The jury did not convict Turyna of the more serious charge of attempted first-degree murder, a Class X felony that would have been punishable by six to 30 years in prison.

Kane County Judge D.J. Tegeler revoked Turyna’s bond, stating he had just been convicted of a Class 1 felony, which is punishable by four to 15 years in prison and a fine of up to $25,000. The other two felonies are punishable by one to seven years in prison and a fine of up to $25,000.

Turyna’s former wife, 57, testified to the extent of her injuries, which included a broken nose, a broken right shoulder, a broken left ring finger and a concussion that left her unable to drive for two months.

She had escaped her husband and crawled out under a rising garage door to the astonishment of neighbors Steven and Diane Spurling, who were out walking their dog, according to court testimony.

Turyna followed and began shooting, resulting in Steven Spurling tackling him and holding him until police arrived, according to court testimony.

Turyna was found guilty of reckless discharge of firearm with regard to Diane Spurling, and the more serious charge of aggravated discharge of a firearm with regard to his ex-wife, the clerk stated, according to the jury’s findings.

The point of contention at trial was whether Turyna, who was never violent against his wife in their 26 years together, actually was trying to kill her.

In closing arguments, defense attorney Robert Motta said, “If he wanted to kill her, he would have killed her in the house,” and that he did not try to kill her when he fired the .38 caliber handgun five times.

Motta said Turyna’s former wife’s injuries were not all caused by his client hitting her, but rather that she banged into the garage door as it was rising and that she fell on her face on the sidewalk at the end of their driveway.

Motta said he would not defend what his client did to his wife when he beat her.

“Those pictures [of her bruises] I would not inflict that on my worst enemy,” Motta said. “But how much [of that] was at the hands of my client?”

In closing arguments, Assistant Kane County State’s Attorney Greg Sams said that Turyna convicted himself with what he said to a St.
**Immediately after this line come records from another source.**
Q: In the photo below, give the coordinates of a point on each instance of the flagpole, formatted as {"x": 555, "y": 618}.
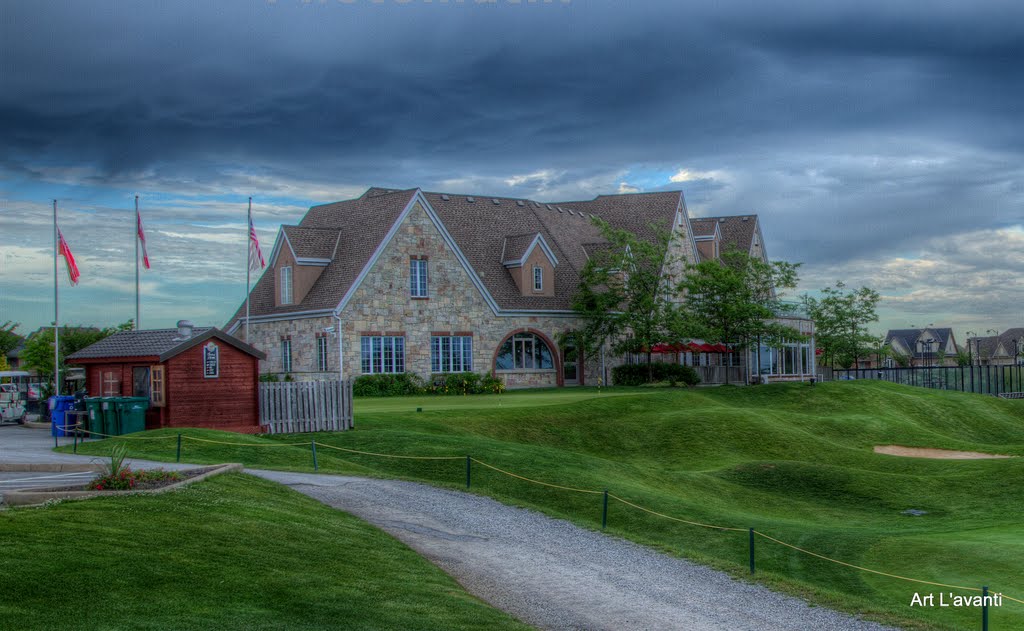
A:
{"x": 249, "y": 263}
{"x": 137, "y": 318}
{"x": 56, "y": 312}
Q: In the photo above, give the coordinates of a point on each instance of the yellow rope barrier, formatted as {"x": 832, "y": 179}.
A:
{"x": 536, "y": 481}
{"x": 718, "y": 528}
{"x": 187, "y": 437}
{"x": 891, "y": 576}
{"x": 352, "y": 451}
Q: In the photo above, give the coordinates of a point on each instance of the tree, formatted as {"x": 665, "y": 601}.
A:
{"x": 624, "y": 295}
{"x": 841, "y": 319}
{"x": 735, "y": 299}
{"x": 8, "y": 339}
{"x": 38, "y": 353}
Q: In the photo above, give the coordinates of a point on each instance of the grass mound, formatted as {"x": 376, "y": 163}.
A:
{"x": 791, "y": 460}
{"x": 233, "y": 552}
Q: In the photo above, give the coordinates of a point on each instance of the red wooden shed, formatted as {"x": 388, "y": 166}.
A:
{"x": 194, "y": 376}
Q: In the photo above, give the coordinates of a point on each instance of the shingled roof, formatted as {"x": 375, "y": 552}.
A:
{"x": 908, "y": 338}
{"x": 161, "y": 343}
{"x": 481, "y": 227}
Charles police officer that night: “I did what I did because she got out of line.”

“That’s code for ‘she had it coming,’ ” Sams said. “What this defendant said to [an officer] in the booking room [was] ‘I hit her and I tried to shoot her. I guess it’s going to be a felony.’ ”

While Motta and Sams spoke during closing arguments, Turyna cried and dabbed tears from his eyes with tissues.
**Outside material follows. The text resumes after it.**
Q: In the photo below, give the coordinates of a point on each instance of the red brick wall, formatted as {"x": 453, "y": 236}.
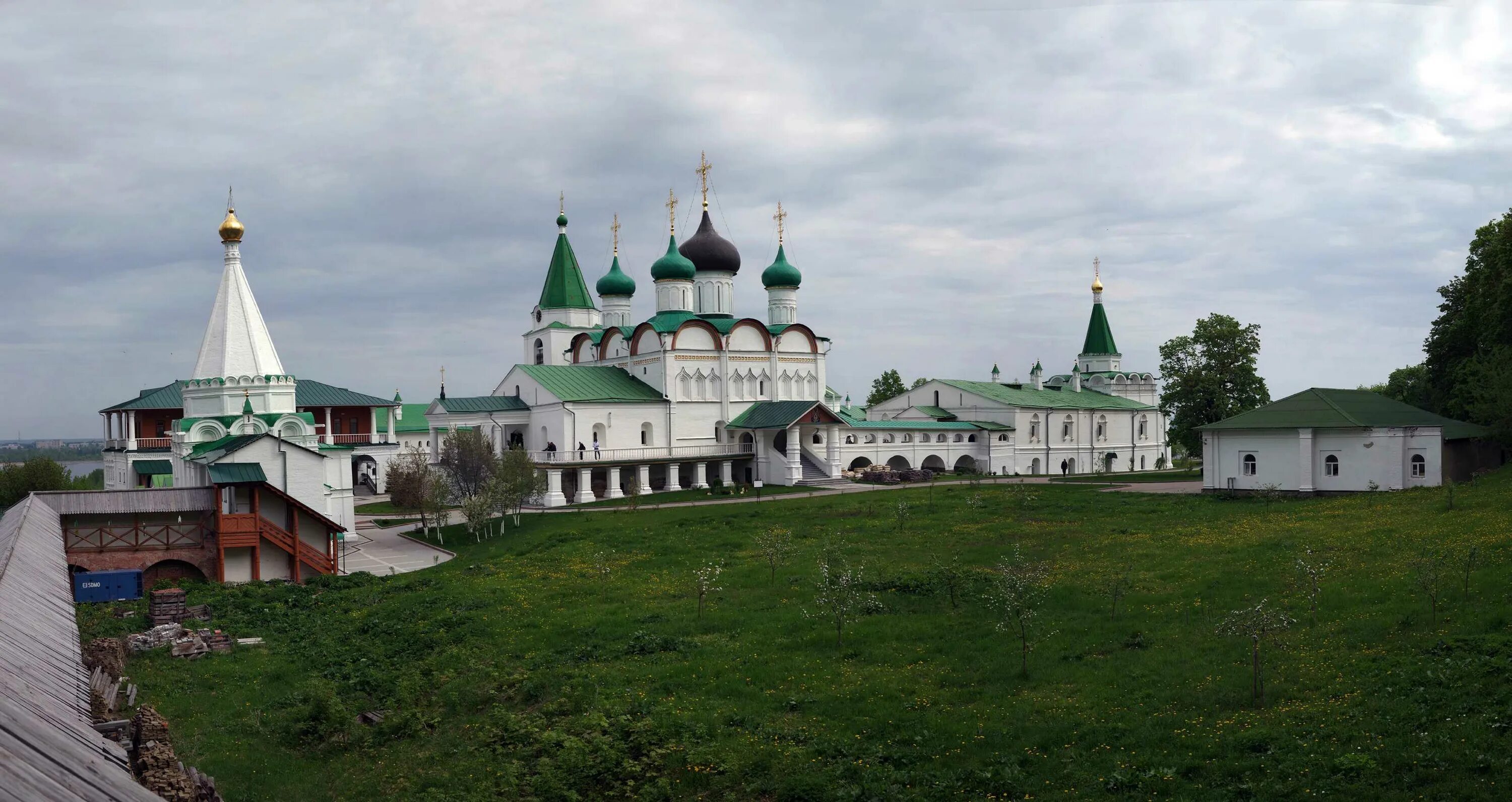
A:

Earlier that day, Turyna took the stand, wearing a gray suit, white shirt and gray and red striped tie and dress shoes instead of the orange garb jail detainees usually wear.

Turyna testified that the couple had financial tensions because he had just retired and now needed to live within a budget.

“She was used to having all the money in the world to spend,” Turyna testified.

His former wife’s father would reimburse them for money they spent for rebuilding his beach house on the East Coast that was destroyed by Hurricane Sandy, Turyna testified, but that he often paid late or his checks bounced, Turyna testified.

But Turyna testified that he thought they had straightened things out and then later the couple had dinner.

After dinner, when they were in the kitchen cleaning up, Turyna said his former wife started berating him about money and was poking him in the chest and antagonizing him about finances and her father’s money problems.

Turyna testified that he “took her and put her on the floor.”

“I hit her,” Turyna testified. “I couldn’t believe what happened. You have no idea how bad I felt.”

While his former wife had testified that it was Turyna who went for the gun cabinet prompting her to escape, Turyna testified that it was his ex-wife who was going for the gun cabinet.

“I put the gun in my pocket so she couldn’t get it,” Turyna said.

Turyna testified that he did not intend to try to kill his wife with the gun, but that he fired it to scare her once they were outside.

“I could have choked her in the house,” Turyna testified.

While Turyna insisted that he fired up into the air, other witnesses testified that he aimed at his wife who was running away from him.

“I was [expletive] she was walking away,” Turyna testified. “I fired up in the air. … I was just trying to scare her.”

Tegeler set March 23 for sentencing.